Without further ado, enjoy this first installment! I'll try posting more or less every day until I'm done.
-CD
It was late afternoon by the time Ambrosia Froid finally
looked out the window of the bus.
There
was a delicate array of stripes on the road, perhaps from the trees, the
shadows they cast in the mature November afternoon. It may have been dark
already for all she cared, but the long shadows were like tick marks in her
journey. They gave her assurance that she was really moving, that she was
really leaving at long last.
I
couldn’t understand why she was so keen on staring at the carpeted seat in
front of her. I told her that she should look out, acknowledge the voyage,
savor the commute. But she wouldn’t. I implored her to at least admire the
skeletal trees basking in the stingy clarity of the mid autumn sunshine. It was
jarring but completely objective. This is what autumn really looks like. She
should take lessons from it.
Froid
was not going to look without a fight though. I put her phone in her left
pocket, the one nearest to the window. She took it out, checked the time, and
put it back in her right. I felt somewhat helpless, but what can you do when
she has such a mind of her own?
Callahan
Grossherz texted her at that moment. He was at least cooperative. I gently
passed the parting image of her into his head. He saw her deep-set eyes, her
diminishing frame, her fingernails dark and stubby and tinted with ash. She was
beautiful in her own catastrophic way, and he would have loved to show her how
she could be beautiful if only she could feel it in herself. She had left only
a few hours before but he already missed her. She hadn’t even thought of him.
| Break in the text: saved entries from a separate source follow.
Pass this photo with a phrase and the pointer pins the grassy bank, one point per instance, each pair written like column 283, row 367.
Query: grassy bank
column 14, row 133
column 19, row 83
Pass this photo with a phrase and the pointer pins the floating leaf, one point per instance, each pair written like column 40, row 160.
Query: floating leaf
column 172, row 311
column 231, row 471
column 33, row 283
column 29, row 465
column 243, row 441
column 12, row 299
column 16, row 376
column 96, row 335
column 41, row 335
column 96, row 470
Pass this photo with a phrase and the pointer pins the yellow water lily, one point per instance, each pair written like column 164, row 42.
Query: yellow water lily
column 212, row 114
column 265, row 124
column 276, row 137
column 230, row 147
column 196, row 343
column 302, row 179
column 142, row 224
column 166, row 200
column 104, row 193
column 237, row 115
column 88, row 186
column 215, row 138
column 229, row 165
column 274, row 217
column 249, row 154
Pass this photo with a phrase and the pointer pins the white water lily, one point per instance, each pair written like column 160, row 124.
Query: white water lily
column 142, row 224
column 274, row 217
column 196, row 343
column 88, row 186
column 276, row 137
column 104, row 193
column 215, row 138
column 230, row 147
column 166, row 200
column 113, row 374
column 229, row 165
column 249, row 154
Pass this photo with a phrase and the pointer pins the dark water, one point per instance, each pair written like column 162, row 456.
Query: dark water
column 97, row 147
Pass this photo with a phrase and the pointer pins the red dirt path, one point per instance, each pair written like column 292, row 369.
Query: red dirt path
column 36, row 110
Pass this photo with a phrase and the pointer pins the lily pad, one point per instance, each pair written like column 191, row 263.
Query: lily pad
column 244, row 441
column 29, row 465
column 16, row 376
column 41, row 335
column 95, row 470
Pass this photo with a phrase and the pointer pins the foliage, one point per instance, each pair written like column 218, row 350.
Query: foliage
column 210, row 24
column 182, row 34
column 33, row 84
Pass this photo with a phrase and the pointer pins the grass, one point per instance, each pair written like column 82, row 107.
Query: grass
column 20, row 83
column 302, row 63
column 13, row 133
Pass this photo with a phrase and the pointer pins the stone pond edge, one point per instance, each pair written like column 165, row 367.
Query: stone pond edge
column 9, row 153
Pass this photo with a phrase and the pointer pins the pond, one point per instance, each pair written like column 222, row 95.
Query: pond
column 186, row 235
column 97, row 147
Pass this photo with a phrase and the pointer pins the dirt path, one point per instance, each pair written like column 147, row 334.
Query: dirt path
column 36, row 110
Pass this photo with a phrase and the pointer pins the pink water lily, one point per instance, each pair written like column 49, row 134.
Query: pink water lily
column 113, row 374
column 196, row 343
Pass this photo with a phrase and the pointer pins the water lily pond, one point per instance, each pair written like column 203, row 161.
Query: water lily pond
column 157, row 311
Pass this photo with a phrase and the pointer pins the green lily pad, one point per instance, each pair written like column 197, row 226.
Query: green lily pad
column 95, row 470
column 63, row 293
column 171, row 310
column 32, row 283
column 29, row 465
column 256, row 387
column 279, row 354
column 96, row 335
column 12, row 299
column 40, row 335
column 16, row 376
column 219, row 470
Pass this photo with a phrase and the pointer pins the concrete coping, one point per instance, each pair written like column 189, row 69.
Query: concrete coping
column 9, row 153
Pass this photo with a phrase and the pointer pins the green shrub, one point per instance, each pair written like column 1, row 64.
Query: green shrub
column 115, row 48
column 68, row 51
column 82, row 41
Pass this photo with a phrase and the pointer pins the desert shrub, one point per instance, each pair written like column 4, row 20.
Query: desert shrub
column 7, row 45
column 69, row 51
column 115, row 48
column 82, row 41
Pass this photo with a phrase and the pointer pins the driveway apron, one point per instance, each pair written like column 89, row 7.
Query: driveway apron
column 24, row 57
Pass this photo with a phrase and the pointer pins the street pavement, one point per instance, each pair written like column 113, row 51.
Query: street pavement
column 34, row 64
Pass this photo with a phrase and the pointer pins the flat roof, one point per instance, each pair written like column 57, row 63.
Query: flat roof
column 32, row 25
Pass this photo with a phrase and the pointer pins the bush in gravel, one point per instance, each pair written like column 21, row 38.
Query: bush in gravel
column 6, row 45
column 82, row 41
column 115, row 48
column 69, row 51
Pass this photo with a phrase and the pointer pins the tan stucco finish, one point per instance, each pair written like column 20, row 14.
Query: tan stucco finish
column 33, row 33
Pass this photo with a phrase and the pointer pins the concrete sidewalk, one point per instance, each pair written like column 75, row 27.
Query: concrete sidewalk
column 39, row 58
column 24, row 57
She was thinking about the corrugated carpet, the coolness of the windowpane on
her forehead, the sweetness of her shoes caressing the gray floors.
Ambrosia
stared idly at her phone, not so much reading Callahan’s text but rather
admiring how the colors blurred if she let herself go cross-eyed. The orange
and yellow, the black text turning into soft dots on the background. It was
like a fall day and she knew it. And she let me know that she knew it. She would
look out the window once, but not any more.
She
closed her eyes to take a nap. The commute was tiring in of itself, and there
was little she wanted to do more than stand up and stretch her bony shoulders
and wiry arms.
At
first she was really set on falling asleep. Her eyes felt soft as she was on
the verge of a dreamless slumber, a quiet epoch nestled in the back left corner
of the bus.
I
frowned. This would not make for a good story, and I was still annoyed at her
unwillingness to look out at the scenery, especially when I had made it so
enticing and symbolic of her last couple years of life.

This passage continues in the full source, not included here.